Expected Value and Variance for Wilcoxon Signed-Rank Test

Click For Summary

Discussion Overview

This discussion revolves around the expected value and variance of the Wilcoxon Signed-Rank Test, focusing on the derivation of these statistical measures and their implications under the null hypothesis. Participants explore both theoretical and practical aspects, including the treatment of zero differences in paired observations.

Discussion Character

  • Technical explanation
  • Debate/contested
  • Mathematical reasoning

Main Points Raised

  • Some participants present the expected value as \(\mu = \frac{n(n+1)}{2}\) and the variance as \(\sigma^2 = \frac{n(n+1)(2n+1)}{24}\), questioning the intuition behind these formulas.
  • One participant suggests that under the null hypothesis, roughly half of the differences should be positive, which informs their understanding of the expected value.
  • Another participant challenges the expected value calculation, proposing an alternative derivation using indicator variables and asserting that \(E(W) = \frac{n(n+1)}{4}\).
  • There is a correction regarding the expected value, with a participant noting a miscalculation and recalculating \(E(W^2)\) and the variance, but expressing uncertainty about the resulting variance compared to the given formula.
  • Participants discuss the independence of the \(U_i\) variables and the implications for calculating variance, leading to a derived variance of \(Var(W) = \frac{n(n+1)(2n+1)}{24}\).
  • A follow-up question is raised about whether to include pairs with zero differences when determining \(n\) for the expected value and variance, with one participant indicating that such pairs are typically excluded in practice.

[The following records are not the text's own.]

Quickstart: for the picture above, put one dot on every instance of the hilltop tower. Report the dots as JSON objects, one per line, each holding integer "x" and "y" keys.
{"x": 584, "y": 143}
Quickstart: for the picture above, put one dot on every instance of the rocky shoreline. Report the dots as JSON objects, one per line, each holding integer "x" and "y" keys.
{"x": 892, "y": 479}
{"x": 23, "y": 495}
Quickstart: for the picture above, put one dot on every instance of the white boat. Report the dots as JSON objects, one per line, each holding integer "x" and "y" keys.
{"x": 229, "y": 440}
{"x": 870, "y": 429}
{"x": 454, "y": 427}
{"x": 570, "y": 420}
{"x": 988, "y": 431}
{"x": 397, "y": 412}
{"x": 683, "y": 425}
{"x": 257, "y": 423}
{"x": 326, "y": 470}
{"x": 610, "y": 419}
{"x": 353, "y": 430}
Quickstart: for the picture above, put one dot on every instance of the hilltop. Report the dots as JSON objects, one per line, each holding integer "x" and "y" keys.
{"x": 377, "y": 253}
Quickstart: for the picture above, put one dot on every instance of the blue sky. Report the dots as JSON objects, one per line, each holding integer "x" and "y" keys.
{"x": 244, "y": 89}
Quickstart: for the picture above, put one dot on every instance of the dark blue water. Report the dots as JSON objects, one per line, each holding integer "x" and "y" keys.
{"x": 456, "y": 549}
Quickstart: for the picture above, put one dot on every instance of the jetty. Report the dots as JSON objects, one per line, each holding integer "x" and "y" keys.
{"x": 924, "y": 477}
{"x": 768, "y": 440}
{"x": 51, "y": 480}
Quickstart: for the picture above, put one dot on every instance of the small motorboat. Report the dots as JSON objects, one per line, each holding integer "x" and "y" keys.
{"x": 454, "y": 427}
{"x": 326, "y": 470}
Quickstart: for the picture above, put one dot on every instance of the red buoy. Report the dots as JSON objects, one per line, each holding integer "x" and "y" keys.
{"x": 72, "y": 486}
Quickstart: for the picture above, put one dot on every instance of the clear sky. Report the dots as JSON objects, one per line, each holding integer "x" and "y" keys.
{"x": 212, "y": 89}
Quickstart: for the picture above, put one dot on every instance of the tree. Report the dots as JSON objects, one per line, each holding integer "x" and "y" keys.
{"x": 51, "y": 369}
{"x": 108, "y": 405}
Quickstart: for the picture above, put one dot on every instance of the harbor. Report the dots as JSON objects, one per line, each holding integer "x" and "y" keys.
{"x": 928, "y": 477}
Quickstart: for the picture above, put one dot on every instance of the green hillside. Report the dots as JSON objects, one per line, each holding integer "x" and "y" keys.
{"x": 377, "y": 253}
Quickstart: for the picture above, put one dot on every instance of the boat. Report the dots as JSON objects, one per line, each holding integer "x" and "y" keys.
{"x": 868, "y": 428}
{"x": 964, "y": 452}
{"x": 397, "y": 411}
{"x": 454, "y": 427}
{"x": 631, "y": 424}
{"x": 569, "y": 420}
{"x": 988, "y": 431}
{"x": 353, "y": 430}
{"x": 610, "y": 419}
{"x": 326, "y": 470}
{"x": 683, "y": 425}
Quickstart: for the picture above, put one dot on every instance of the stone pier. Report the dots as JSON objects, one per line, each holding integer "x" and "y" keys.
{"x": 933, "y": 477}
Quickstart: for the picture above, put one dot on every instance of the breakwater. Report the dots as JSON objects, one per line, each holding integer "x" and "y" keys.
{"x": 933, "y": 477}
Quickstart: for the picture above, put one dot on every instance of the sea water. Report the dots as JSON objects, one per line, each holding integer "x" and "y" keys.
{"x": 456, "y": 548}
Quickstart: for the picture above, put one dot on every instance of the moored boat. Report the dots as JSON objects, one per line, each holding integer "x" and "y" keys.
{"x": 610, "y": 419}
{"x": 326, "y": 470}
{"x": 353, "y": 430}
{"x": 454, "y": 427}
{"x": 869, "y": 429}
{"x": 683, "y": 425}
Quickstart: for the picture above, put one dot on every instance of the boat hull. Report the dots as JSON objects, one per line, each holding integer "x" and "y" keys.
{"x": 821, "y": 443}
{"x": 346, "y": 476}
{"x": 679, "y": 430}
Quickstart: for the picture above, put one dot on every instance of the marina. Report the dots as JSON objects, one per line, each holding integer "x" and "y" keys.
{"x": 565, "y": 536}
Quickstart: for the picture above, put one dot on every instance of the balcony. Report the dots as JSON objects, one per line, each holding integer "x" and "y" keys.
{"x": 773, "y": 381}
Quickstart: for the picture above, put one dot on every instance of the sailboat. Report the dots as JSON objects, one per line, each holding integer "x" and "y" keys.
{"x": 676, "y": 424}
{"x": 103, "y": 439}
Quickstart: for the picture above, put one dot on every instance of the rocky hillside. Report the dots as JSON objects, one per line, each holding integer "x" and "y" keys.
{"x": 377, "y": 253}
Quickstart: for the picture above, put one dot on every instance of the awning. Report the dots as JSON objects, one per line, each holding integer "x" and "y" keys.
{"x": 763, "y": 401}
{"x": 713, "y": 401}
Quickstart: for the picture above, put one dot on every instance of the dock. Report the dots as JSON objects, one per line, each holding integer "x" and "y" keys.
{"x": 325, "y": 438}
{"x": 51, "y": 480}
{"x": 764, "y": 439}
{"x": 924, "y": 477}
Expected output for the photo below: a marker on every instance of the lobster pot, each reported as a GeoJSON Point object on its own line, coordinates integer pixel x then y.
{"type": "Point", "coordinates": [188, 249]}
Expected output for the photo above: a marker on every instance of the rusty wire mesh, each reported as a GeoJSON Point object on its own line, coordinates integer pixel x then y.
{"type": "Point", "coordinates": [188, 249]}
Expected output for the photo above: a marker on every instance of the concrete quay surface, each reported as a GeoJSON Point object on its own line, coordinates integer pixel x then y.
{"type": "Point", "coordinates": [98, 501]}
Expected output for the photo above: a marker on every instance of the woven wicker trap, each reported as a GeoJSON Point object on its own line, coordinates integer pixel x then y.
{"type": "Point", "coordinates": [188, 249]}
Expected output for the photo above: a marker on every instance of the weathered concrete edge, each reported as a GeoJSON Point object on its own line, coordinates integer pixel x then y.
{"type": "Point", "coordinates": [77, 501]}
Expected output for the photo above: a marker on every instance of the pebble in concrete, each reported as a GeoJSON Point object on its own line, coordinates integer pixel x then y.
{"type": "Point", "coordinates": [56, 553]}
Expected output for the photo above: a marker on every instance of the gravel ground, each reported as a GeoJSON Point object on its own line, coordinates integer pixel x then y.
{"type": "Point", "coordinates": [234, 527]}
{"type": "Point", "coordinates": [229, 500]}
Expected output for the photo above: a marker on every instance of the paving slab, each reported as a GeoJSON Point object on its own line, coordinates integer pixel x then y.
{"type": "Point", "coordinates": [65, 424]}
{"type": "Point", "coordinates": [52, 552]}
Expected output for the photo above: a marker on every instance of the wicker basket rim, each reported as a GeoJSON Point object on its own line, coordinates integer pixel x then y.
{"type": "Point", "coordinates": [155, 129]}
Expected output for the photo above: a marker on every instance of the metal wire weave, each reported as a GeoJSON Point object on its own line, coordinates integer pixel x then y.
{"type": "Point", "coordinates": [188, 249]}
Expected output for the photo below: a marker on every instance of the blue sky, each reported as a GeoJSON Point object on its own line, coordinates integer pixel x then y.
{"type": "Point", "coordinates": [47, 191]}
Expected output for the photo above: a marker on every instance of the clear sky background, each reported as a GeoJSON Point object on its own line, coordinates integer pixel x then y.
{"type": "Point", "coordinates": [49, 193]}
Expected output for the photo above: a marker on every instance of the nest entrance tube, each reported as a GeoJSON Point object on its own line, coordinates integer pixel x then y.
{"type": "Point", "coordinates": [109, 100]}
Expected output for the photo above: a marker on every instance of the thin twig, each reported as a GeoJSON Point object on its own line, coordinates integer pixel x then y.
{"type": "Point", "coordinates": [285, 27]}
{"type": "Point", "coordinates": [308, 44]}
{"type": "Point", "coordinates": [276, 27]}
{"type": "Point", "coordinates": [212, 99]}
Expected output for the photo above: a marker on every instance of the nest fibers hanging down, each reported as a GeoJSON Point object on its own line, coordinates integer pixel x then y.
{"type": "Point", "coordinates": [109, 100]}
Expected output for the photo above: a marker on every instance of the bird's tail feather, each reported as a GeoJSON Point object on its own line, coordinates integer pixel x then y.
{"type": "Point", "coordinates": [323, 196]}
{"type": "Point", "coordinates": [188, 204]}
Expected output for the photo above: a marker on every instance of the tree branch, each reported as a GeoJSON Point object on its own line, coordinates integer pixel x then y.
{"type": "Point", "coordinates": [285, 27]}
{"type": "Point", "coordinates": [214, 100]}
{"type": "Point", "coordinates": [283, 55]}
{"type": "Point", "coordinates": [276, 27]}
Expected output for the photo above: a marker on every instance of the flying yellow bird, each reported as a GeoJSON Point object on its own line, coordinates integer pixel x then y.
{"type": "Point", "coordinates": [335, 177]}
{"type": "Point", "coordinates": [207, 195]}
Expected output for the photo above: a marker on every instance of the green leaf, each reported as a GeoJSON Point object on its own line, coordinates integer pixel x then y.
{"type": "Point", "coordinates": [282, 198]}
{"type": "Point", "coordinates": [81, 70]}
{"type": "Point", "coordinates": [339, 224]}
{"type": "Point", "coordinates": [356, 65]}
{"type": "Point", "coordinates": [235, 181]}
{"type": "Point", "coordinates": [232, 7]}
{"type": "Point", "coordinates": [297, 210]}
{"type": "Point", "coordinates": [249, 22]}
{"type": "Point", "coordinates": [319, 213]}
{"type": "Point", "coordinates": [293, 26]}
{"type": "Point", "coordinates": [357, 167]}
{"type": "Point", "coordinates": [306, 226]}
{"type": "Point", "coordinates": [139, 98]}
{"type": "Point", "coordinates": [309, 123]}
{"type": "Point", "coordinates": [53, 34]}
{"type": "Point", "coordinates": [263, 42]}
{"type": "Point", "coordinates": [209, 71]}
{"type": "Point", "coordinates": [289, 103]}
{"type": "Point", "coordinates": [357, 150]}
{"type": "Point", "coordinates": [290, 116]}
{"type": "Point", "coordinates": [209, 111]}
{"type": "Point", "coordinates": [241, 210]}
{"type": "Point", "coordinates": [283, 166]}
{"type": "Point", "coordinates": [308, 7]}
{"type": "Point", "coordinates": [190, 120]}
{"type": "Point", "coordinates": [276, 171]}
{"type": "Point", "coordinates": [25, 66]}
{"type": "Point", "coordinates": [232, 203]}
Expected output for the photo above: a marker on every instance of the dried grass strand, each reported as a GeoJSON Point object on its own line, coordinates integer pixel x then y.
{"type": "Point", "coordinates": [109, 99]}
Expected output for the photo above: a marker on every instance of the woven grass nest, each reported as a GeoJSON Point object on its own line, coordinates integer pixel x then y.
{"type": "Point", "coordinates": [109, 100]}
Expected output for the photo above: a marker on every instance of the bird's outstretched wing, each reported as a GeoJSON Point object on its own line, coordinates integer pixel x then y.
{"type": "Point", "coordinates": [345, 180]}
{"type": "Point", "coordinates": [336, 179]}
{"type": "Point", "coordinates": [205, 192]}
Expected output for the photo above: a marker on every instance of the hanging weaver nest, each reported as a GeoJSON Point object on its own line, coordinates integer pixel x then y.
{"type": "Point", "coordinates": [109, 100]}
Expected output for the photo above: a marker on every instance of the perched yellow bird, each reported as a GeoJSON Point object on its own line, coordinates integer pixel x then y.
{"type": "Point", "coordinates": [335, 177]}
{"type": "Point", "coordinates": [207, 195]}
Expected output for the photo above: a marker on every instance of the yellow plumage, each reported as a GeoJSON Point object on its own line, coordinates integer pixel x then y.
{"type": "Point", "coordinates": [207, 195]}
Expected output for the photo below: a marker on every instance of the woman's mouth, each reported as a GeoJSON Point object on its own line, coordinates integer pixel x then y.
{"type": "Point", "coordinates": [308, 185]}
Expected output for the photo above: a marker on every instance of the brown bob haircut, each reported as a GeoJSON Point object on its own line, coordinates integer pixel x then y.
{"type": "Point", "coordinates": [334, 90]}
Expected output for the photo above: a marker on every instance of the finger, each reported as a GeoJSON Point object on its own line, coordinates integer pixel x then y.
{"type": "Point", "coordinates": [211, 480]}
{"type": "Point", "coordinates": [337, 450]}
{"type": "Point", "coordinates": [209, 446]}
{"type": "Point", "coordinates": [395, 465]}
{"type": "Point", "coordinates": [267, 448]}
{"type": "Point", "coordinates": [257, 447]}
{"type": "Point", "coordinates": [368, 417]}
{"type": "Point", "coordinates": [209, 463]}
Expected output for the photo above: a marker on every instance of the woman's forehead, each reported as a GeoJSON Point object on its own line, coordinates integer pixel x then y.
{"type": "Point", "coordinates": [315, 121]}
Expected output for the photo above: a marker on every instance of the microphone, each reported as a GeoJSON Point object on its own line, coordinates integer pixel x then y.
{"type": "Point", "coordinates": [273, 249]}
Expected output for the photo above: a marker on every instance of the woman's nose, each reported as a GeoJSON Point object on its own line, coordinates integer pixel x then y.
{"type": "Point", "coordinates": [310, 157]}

Areas of Agreement / Disagreement

There is no consensus on the expected value, as participants present differing calculations and interpretations. The discussion on the treatment of zero differences in pairs also indicates varying practices among participants.

Contextual Notes

Participants express uncertainty regarding the assumptions made in their calculations, particularly concerning the treatment of zero differences and the independence of variables in variance calculations.

Who May Find This Useful

This discussion may be useful for statisticians, researchers conducting non-parametric tests, and students studying the Wilcoxon Signed-Rank Test and its statistical properties.

Mogarrr
Messages
120
Reaction score
6
Using a normal approximation method for the Wilcoxon Signed-Rank Test, I've seen that the expected value is \mu = \frac {n(n+1)}2 and the variance is \sigma^2 = \frac {n(n+1)(2n+1)}{24}.

I'm wondering why these are the expected value and variance.

I do recognize the formula for the sum of N natural numbers and the sum of N squared natural numbers.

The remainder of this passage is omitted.